Now, however, the coronavirus pandemic is threatening the delicate balance that Kathleen Bowsher, a rehabilitation therapist and member of Local 2620 (Council 57), relies on.

Her role – working with patients to focus on impulse control, anger management, and to develop coping skills to process their trauma and mental illness – has been rendered even more challenging.

Still, she and others at Coalinga State Hospital are trying to run programs normally, though that requires a new level of vigilance during the coronavirus pandemic. Social distancing policies have been instituted for patients and staff. Group programs are no longer offered, only programs for small groups.

Staff members are having their temperatures checked before they enter the facility, but it’s not a perfect system. Bowsher says that some staff who traveled outside the country recently and came to work before the COVID-19 measures were put in place were sent home out of an abundance of caution.

Bowsher knows that if COVID-19 were to spread throughout the facility, it would be devastating to both staff and offenders. So far, there haven’t been any confirmed cases at her hospital, but, Bowsher notes, there has also been little testing to date.

Mixed messages from Gov. Gavin Newsom, state agencies and her supervisors add to the anxiety. While Newsom has urged at-risk populations to stay home, doing so is easier said than done. Supervisors are telling workers that they would have to use all of their paid time off or produce a doctor’s note if staff members want to take off work.
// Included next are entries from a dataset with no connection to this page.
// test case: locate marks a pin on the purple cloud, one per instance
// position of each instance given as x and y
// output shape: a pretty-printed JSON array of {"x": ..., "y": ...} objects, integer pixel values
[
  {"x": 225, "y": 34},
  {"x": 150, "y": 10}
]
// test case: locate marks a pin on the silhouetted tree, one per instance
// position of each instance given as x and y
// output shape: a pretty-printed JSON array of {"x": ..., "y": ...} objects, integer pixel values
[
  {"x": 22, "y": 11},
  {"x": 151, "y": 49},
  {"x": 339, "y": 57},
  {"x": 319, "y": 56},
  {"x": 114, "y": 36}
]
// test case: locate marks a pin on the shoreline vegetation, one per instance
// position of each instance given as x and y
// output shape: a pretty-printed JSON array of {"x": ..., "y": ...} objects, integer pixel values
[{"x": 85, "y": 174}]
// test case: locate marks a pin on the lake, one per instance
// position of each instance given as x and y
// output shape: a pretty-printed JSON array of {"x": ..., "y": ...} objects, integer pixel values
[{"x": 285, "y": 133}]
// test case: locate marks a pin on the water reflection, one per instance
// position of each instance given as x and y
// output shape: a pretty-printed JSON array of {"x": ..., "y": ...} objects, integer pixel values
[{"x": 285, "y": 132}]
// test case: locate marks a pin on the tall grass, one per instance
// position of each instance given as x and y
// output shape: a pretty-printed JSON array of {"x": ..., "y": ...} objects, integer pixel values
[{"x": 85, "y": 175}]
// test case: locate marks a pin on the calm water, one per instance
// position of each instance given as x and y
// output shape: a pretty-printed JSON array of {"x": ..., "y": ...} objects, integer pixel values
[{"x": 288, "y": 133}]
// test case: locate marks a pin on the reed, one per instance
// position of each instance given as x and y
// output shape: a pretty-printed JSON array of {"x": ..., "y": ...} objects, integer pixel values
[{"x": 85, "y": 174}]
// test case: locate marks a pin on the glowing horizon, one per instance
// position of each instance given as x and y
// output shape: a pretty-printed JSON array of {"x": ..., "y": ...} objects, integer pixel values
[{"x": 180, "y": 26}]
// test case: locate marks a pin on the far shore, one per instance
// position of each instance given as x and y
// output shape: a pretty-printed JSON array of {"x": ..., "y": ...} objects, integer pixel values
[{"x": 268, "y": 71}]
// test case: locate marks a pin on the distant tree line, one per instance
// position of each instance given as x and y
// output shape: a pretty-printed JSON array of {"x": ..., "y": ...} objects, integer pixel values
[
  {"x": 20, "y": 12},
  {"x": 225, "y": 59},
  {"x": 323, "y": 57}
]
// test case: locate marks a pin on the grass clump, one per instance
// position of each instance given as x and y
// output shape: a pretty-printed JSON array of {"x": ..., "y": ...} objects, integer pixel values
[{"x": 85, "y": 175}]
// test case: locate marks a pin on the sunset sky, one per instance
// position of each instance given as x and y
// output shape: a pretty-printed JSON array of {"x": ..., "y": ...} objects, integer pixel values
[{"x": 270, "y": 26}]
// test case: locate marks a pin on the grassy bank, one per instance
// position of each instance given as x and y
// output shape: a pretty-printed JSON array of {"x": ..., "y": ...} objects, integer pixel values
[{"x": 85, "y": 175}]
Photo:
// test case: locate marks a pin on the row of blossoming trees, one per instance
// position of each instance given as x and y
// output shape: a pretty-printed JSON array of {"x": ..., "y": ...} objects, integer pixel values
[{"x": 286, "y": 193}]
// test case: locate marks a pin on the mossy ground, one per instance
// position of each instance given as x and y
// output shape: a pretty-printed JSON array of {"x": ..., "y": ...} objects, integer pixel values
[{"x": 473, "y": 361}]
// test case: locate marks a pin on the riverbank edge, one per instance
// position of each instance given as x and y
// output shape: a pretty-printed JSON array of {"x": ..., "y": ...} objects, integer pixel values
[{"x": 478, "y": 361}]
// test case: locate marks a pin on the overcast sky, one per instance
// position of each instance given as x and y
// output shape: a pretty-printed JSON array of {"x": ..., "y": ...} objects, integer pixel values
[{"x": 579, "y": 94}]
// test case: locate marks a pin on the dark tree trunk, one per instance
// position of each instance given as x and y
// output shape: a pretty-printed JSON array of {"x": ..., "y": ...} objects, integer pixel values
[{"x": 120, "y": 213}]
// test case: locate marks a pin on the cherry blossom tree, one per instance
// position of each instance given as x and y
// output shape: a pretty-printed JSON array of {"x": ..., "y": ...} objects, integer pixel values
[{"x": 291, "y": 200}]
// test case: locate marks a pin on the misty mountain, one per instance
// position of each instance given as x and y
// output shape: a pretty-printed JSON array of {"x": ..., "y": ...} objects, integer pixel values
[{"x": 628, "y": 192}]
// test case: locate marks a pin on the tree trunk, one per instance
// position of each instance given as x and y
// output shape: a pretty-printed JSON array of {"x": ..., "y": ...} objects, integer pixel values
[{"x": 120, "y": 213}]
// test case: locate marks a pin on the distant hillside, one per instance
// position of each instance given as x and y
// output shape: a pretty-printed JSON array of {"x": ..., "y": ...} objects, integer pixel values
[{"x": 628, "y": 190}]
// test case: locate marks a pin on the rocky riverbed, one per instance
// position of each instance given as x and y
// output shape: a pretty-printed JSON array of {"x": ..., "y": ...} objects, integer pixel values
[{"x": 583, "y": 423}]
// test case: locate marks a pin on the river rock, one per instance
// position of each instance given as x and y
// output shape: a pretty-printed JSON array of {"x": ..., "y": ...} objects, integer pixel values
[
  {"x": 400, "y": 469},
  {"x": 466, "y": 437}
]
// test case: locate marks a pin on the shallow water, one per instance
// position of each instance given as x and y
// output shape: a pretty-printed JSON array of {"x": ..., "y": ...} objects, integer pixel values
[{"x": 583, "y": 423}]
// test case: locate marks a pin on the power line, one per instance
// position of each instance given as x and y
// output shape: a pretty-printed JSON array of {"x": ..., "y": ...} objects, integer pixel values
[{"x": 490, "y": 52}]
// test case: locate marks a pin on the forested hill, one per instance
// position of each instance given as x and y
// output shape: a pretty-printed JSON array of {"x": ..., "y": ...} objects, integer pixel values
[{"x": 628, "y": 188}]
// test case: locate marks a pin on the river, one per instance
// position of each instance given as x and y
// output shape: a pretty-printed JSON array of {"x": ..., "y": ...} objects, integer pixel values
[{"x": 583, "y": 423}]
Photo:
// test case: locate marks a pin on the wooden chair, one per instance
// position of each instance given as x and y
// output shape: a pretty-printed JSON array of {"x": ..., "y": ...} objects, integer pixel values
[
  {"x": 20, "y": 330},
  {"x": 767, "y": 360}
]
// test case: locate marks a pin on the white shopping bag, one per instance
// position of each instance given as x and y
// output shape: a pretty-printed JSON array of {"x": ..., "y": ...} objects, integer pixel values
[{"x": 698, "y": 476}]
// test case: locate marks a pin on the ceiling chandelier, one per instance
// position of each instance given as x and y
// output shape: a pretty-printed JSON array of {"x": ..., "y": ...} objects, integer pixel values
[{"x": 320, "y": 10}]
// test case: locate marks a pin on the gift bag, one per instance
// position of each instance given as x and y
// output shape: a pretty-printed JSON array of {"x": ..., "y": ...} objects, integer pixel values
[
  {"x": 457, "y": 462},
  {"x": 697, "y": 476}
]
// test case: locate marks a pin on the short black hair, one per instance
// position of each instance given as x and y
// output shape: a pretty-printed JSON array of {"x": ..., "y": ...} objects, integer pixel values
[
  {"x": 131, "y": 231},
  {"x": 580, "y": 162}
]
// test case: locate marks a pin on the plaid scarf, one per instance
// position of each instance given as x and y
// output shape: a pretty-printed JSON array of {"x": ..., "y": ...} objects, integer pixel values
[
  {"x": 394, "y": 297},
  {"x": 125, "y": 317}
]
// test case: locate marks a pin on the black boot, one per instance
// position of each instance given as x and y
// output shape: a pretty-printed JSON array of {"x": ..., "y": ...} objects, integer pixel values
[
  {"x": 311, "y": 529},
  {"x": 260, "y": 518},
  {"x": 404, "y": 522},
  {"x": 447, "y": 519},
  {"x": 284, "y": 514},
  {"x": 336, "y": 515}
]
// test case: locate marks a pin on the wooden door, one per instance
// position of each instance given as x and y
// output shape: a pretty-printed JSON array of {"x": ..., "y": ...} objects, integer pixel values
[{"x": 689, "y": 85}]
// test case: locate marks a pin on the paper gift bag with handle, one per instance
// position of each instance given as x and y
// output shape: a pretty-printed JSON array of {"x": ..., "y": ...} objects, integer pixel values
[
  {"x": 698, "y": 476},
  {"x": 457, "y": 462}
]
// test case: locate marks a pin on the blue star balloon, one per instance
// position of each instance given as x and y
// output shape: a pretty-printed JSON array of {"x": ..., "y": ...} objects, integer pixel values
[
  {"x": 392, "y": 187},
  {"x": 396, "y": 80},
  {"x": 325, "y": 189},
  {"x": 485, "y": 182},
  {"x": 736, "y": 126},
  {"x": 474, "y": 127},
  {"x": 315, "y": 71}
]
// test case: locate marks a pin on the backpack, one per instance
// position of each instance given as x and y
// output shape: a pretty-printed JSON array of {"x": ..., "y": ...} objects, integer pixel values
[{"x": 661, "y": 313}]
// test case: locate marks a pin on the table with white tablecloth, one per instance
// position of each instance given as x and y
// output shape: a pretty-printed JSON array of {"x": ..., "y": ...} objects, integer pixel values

“You need to have a bench, a Team B of workers,” says Bowsher. “For an institution like mine, you need to have clearance. You need to have background checks. It takes months. If we all get sick, we still have 1,500 patients who need care.”

Many of the patients at Coalinga State Hospital have preexisting conditions, making them particularly vulnerable to COVID-19. Were one of the patients to get sick, finding a suitable hospital to treat them in the small community, where the nearest hospital is 45 miles away, and find adequate personnel to transport them, would be chilling prospects.

“Given our population of sexually violent predators, when we take people out, they need to be in cuffs with a police escort,” says Bowsher. “If any of those guys need to go to the emergency room, think of the additional strain both on the forensic community and the medical community.”

For behavioral health workers like Bowsher, the next few months will be fraught.

“I don’t think we’ve ever been in a situation like this,” says Bowsher. “We’re already going to [have] a shortage of officers. If they have to be at various hospitals guarding patients, we haven’t been talking about what that’s going to look like.”